Adversarial attacks aren’t limited to computer vision algorithms. For instance, researchers have found that hackers could manipulate audio files in a way that would be undetectable to the human ear but would silently send commands to a voice-enabled device, such as a smart speaker.
To be clear, AI cyberattacks haven’t been commoditized yet. Developing AI malware and adversarial attacks is still very difficult, and they don’t work consistently. But it’s only a matter of time before someone develops the tools that make them widely available. We just need to look at how FakeApp, an application that simplified face-swapping with the use of deep learning, triggered a wave of fake porn videos and rising concerns about the threats of AI-based forgery and fraud.
There are several proposed defenses against adversarial attacks.
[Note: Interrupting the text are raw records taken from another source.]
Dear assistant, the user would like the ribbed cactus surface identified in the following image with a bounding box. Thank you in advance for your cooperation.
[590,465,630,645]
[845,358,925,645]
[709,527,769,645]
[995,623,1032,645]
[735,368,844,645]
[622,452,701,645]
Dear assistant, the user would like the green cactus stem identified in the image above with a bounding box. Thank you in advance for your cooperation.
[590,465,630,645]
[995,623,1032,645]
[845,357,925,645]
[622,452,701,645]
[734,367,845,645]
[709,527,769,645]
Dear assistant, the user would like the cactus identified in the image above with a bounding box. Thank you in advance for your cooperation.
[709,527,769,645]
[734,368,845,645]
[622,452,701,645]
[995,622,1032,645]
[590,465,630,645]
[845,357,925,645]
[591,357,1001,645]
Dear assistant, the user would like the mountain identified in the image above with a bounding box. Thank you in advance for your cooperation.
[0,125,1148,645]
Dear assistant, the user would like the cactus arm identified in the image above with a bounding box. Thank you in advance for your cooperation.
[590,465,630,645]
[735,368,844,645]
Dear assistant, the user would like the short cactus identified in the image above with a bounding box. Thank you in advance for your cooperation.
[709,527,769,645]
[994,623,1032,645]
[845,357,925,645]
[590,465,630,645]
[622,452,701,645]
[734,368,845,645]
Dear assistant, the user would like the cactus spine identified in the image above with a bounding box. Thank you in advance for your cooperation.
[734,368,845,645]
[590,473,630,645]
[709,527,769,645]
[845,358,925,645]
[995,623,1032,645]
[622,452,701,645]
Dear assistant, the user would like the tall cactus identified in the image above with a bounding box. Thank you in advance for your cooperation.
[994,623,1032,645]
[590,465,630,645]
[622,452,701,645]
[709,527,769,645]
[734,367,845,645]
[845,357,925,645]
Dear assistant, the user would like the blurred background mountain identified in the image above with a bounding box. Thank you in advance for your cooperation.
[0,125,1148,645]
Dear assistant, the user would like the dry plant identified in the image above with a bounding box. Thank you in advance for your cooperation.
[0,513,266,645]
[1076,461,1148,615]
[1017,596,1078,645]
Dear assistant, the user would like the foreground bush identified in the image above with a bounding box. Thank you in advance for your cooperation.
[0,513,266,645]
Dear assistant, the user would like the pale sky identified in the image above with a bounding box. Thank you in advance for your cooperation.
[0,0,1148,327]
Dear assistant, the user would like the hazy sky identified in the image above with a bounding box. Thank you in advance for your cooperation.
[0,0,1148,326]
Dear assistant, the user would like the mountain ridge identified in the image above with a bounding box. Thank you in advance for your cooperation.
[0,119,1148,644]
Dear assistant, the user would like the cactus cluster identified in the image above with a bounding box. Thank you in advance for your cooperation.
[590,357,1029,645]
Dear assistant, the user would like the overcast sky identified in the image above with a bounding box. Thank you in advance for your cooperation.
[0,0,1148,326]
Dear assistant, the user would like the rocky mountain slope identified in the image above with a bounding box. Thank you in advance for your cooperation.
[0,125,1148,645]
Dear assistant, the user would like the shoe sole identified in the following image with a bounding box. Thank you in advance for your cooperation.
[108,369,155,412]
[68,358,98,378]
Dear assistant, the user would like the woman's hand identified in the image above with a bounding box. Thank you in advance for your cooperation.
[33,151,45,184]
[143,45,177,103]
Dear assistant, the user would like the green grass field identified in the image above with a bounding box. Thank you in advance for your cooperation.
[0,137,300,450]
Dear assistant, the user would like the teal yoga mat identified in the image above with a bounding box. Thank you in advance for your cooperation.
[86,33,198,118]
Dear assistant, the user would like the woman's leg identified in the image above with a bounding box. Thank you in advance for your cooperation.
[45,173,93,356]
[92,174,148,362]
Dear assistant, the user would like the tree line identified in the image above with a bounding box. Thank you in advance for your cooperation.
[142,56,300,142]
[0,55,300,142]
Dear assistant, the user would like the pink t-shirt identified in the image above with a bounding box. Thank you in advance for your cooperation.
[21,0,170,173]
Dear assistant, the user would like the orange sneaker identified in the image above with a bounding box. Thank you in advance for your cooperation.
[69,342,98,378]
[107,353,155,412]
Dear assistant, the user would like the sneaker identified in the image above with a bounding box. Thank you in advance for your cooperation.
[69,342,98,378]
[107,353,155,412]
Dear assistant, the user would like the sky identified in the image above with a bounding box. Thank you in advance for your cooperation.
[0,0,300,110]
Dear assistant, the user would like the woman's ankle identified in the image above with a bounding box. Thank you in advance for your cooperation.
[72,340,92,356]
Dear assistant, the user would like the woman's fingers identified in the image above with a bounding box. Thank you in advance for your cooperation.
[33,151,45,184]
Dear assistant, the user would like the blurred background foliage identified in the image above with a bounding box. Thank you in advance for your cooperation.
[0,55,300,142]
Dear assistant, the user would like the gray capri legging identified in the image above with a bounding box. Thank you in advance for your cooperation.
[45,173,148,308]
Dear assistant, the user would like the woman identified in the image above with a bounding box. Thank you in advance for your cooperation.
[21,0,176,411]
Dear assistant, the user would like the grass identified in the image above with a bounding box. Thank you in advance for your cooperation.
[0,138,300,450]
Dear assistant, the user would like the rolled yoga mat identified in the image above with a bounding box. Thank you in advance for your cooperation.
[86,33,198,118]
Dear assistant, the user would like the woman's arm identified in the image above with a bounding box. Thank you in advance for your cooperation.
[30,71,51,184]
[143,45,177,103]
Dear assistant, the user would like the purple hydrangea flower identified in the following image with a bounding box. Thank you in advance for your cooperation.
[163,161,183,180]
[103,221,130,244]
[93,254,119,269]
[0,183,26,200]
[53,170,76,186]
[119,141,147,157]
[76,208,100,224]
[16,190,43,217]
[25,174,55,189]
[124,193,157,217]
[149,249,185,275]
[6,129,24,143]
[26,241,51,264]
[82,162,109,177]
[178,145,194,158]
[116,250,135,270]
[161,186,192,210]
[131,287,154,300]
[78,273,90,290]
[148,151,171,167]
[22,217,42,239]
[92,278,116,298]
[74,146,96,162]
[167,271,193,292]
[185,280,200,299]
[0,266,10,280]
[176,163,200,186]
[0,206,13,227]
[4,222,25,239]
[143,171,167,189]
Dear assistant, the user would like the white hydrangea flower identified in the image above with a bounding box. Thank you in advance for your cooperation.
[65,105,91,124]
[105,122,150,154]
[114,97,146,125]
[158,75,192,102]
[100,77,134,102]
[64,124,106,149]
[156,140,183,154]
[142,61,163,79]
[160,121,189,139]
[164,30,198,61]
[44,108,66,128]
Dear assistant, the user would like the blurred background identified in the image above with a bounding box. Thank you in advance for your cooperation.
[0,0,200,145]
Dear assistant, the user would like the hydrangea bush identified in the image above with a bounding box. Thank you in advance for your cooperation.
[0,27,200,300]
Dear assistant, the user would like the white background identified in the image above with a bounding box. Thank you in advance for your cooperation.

But even researchers admit that none of the solutions are complete, because they mostly try to address the neural network black box by poking at it from different angles to trigger any possible unpleasant surprise it might withhold.
Meanwhile, AI-based malware has no documented solution yet. According to the researchers who first raised awareness about it, we can’t even know whether there is already AI-powered malware in the wild or not.
A very important component to securing AI is to make it explainable and transparent. This means that neural networks should either be able to explain the steps they take to reach a decision or allow researchers to reverse engineer and retrace those steps.
Creating explainable AI without compromising the performance of neural networks is difficult, but there are already several efforts in the works, including a government-funded project led by DARPA, the Defense Department’s research arm.
Regulations such as the European Union’s GDPR and California’s CCPA require tech companies to be transparent about their data collection and processing practices and be able to explain the automated decisions their applications make. Compliance with these rules should also help immensely toward achieving explainable AI. And if tech companies are worried that they will lose their competitive edge by making the inner workings of their proprietary algorithms understandable, they should consider that nothing will be more damaging to their reputation—and by extension their bottom line—than a security disaster attributed to their AI algorithms.
It took a global election-manipulation crisis in 2016 for the world to wake up to the destructive power of algorithmic manipulation. Since then, AI algorithms have become even more prominent in everything we do. We shouldn’t wait for another security disaster to happen before we decide to address the AI black box problem.